Baking Beet Chips really heightens the vegetable’s natural sweetness, and they pair oh-so-perfectly with a slightly tangy and onion-y. It’s the perfect no-guilt answer to your crunchy cravings! We’re going to be noshing on these all Summer long.
Recipe and image courtesy of by CHLOE. Chef Contributor, Lauren Kretzer.
3 medium beets, scrubbed and trimmed
2 Tbsp extra virgin olive oil
1 tsp sea salt
½ cup + 2 Tbsp cashews, soaked and drained
½ cup water
2 Tbsp fresh lemon juice
1 clove garlic
½ tsp sea salt
¼ tsp onion powder
1/8 tsp freshly ground black pepper
1 Tbsp finely chopped chives (plus more for garnish
Pre-heat oven to 375°F.
Scrub and trim beets.
Squeeze lemon juice.
Soak and drain cashews.
Using a mandolin, thinly slice beets.
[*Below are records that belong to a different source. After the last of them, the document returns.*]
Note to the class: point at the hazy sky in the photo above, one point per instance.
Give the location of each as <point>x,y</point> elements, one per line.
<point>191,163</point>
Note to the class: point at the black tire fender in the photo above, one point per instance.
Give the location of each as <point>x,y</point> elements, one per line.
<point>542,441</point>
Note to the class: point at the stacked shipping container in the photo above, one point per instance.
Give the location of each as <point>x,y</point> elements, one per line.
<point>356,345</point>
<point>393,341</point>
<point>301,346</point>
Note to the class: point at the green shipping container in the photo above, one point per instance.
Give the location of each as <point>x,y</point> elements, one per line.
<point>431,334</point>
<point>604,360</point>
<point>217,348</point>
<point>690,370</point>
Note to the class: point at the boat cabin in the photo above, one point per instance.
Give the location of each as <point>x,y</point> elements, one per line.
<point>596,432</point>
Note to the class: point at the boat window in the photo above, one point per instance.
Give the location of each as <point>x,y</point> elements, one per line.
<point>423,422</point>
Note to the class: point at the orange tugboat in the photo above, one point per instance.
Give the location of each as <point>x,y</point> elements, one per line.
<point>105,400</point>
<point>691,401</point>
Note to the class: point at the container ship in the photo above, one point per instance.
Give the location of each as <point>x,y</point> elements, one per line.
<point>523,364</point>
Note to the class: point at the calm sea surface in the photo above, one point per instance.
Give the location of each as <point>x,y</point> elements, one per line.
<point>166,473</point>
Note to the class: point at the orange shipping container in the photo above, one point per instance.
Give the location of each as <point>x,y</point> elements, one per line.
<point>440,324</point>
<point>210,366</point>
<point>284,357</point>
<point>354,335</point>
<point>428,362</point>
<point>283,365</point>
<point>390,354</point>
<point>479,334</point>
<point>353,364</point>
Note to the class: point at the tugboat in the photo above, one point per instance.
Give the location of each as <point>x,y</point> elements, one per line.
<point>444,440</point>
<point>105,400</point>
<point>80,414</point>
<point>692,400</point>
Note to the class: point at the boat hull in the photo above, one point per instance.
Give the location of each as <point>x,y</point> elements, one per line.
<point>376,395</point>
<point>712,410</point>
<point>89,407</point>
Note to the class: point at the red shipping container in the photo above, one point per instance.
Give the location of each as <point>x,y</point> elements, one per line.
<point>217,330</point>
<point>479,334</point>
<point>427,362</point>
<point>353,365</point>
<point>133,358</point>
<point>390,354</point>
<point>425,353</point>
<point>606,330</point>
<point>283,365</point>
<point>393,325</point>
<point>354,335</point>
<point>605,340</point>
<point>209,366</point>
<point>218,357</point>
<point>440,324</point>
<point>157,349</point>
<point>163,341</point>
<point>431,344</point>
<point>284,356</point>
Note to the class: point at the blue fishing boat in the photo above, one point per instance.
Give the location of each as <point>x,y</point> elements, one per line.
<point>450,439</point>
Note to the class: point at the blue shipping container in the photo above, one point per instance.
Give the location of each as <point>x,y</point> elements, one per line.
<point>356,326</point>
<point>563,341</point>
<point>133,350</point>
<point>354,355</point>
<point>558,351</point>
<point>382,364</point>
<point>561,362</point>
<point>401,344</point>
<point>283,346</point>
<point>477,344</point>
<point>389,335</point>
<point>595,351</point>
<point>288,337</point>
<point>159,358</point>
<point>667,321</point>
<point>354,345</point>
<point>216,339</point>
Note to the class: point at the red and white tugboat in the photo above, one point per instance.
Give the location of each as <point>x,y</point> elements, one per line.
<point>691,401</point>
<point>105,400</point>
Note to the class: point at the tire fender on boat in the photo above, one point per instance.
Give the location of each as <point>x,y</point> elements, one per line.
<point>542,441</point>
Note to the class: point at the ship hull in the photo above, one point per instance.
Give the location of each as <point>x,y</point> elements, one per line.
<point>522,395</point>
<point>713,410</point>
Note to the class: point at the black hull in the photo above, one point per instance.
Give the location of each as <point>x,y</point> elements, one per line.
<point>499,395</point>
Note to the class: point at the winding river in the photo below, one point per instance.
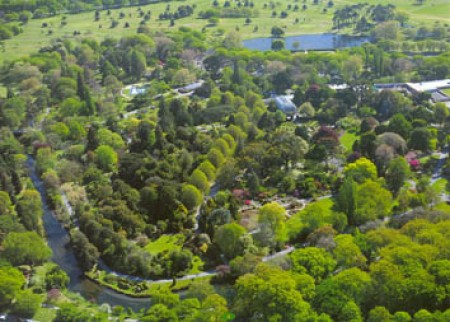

Place in a large bowl and toss to coat with olive oil and sea salt.
Arrange beet slices in a single layer (without any overlapping pieces) on a large baking sheet. You may need to do this in batches if all of the slices don’t fit on one baking sheet.
Place in oven and cook 20-25 minutes, or until slightly golden at the edges.
Remove from oven.
Beet Chips will get crispier upon cooling.
While Beet Chips are baking, place drained cashews, water, freshly squeezed lemon juice, garlic clove, sea salt, and onion powder in a high-speed blender.
Blend until smooth, about 1-2 minutes.
Pour into a bowl and gently stir in freshly ground black pepper and chopped chives.
Season to taste with additional sea salt, if needed.
NOTES + SERVING
Once Beet Chips are completely cool, serve garnished with fresh chopped chives, alongside Chive Dip.
Beet Chips will keep in an airtight container for up to 5 days.
Chive Dip will keep in an airtight container in the refrigerator for up to 1 week.